Ein jeder lobte die Rede der Königin, billigte ihren Vorschlag, und man beschloss, so zu verfahren.

Darauf ließ die Königin ihren Haushofmeister rufen und befahl ihm, wo er am Abend die Mahlzeit anrichten und wie alles während der ganzen Zeit ihrer Regierung gehalten werden solle.

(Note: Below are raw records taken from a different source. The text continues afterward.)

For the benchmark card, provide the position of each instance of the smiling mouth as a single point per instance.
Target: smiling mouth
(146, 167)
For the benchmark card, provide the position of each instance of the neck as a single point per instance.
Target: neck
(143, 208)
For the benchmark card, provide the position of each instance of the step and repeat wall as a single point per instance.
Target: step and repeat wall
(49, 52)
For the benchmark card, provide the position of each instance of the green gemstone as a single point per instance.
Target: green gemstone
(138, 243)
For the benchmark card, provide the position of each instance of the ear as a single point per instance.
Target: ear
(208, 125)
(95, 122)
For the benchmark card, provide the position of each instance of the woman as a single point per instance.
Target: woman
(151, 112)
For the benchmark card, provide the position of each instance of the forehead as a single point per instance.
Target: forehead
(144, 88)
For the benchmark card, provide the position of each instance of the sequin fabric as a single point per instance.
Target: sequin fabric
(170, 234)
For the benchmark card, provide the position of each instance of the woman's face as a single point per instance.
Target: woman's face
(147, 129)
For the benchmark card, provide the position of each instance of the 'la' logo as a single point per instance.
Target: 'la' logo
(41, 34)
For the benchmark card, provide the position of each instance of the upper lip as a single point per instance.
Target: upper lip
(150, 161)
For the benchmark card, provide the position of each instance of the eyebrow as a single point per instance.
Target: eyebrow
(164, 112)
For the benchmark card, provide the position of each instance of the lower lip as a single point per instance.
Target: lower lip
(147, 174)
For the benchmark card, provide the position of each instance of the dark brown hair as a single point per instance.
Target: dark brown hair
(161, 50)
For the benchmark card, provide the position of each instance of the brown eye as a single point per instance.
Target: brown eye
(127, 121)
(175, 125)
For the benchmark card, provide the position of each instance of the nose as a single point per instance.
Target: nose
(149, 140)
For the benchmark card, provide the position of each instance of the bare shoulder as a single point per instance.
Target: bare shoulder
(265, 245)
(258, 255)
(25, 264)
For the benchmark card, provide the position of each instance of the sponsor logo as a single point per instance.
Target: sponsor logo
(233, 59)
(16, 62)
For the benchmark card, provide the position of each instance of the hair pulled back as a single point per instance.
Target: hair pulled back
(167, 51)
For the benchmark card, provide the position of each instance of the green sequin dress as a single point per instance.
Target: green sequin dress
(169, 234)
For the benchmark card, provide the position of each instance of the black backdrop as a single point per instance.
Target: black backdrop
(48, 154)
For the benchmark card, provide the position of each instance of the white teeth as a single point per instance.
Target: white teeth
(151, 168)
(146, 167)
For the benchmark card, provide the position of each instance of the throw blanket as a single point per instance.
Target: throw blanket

Alsdann stand sie auf und beurlaubte die Gesellschaft, um ihr Vergnügen zu suchen, wo ein jeder wolle.

 

Die Damen und Herren zerstreuten sich demnach in den Gärten, wo sie sich eine Zeitlang belustigten und sich hernach zum fröhlichen Abendmahl wieder einstellten.

Nach der Mahlzeit führte Emilia auf der Königin Wunsch einen Reihentanz auf, zu dem Pampinea folgendes Lied sang, in das die Übrigen einstimmten:

Welch Mädchen sänge wohl, wenn die nicht singt,

der jeder Wunsch des Herzens leicht gelingt?

Komm, Amor, Urquell aller meiner Freuden,

die mich nach langem Harren jetzt beglücken,

komm, dass ich mit dir singe:

nicht von dem Schmerz, nicht von den bitteren Leiden,

denn sie erhöhen nur noch mein Entzücken;

nein, unser Lied erklinge

nur davon, wie dein Feuer mich durchdringe,

indem ich dich als meinen Gott besinge.

Du ließest selbst den Jüngling mich erblicken

(als deine Flamme ich zuerst empfunden),

der mir so hold von Wesen,

so männlich schön, voll Glanz in seinen Blicken

und Anstand schien, dass ich nie den gefunden,

der ähnlich ihm gewesen:

ja, so durchdringt die Liebe jetzt mein Wesen,

dass ich sie freudig, Herr, mit dir besinge.

Zur höchsten Wonne muss es mich erheben,

dass, wie er mir gefiel, ich ihm gefalle,

Amor, dank deiner Gnade!

Und wie ich meinen Wunsch in diesem Leben

erreicht, so hoff‘ ich auch, wenn ich einst walle

an Acherons Gestade,

dass meine Treue mir im goldenen Lande,

ein Edelstein, mir neue Freuden bringe.

Nach diesem wurden noch einige Lieder gesungen, Tänze getanzt und verschiedene Instrumente gespielt. Als es Zeit war, sich zur Ruhe zu begeben, ließ die Königin einen jeden mit Fackeln in sein Gemach begleiten; die beiden folgenden Tage wurden so zugebracht, wie die Königin gesagt hatte, und ein jeder sah mit Verlangen dem Sonntag entgegen.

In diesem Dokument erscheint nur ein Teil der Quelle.